Surge protectors and power conditioners - Good idea or bad?


Years ago, I bought added surge protectors and a power conditioner to my system, including surge protectors/ power filters to my Martin Logans.

Recently I revisited this idea and discovered that many people say to avoid the above, given it's rare to get hit by lighting and blow out your components and that both surge protectors and power conditioners can negatively impact overall sound.

Thoughts?
cdc2
Unless you live in an area which is frequented by lightning strikes or your power company executives are crooks, they are not needed.

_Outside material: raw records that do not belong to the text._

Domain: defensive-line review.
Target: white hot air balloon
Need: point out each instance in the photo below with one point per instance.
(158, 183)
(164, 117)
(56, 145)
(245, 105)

Whole house Type II (at the panel, not the service entrance) and a large (10kVa) iso transformer with additional surge protection that feeds the sub panel for the system. Texas can get some big-assed storms, though Austin seems to be in a semi-protected pocket; still, the intensity of some of these storms is quite impressive (and somewhat scary) even when we are on the edge of them.
Back east, NY metro, north of the city along the Hudson, the infrastructure was really dated and we'd lose power even in a mild storm. 
The surge protectors won't do anything for brownouts (voltage drops) but I'm generally aware of the state of the grid here and when it gets to be 110F, I am less likely to play the system. Of course, my faith in the robustness of the grid here in Texas was put to the test during the recent ice storm that caused us to lose power for 4.5 days in bitter cold weather. 
The cost of whole house is well worth it; you don't need to buy the uber audiophile one, but can rely on units using MOVs. They'll degrade and you replace them. Obviously, with a direct strike, all bets are off. One started a fire and burned out a fairly large commercial/residental building in the adjacent town to us along the Hudson. I met a guy who got hit a decade before; he got up after the event and finished work. He later went home, where his wife discovered the bottoms of his feet were scorched. He progressively lost heart tissue and at the time I met him, was going through medical procedures in anticipation of a heart transplant. I think a healthy respect for those bolts from the sky is sensible. I used to unplug my main system during electrical storms back east. 
When I built my Bob Latino amp, the instructions explicitly said to not attach the amplifier to a power conditioner. I didn't quite understand the explanation, but leads me to believe that it is not an entirely neutral thing to add to your power. 
I live on a hill near a larger hill that often stops rainstorms.
The house is tall and has a lightning conductor running from the top of the roof down to an earth rod.
Lightning will always take the shortest/easiest route to ground so it goes that way and doesn't impact any of my electrical installations or cause any fire.
I live in an older, poorly grounded home in old suburb with an overloaded grid. I have most of my equipment hooked to power conditioners, except my amp. I based this decision on advice from electronic "experts" that certainly know more than I do. I don't hear any difference from when the equipment wasn't hooked to power conditioners.

That being said, my televisions do have less artifacts in low light scenes, now that they are hooked up to power conditioners. I also saw some general improvement in the overall picture quality.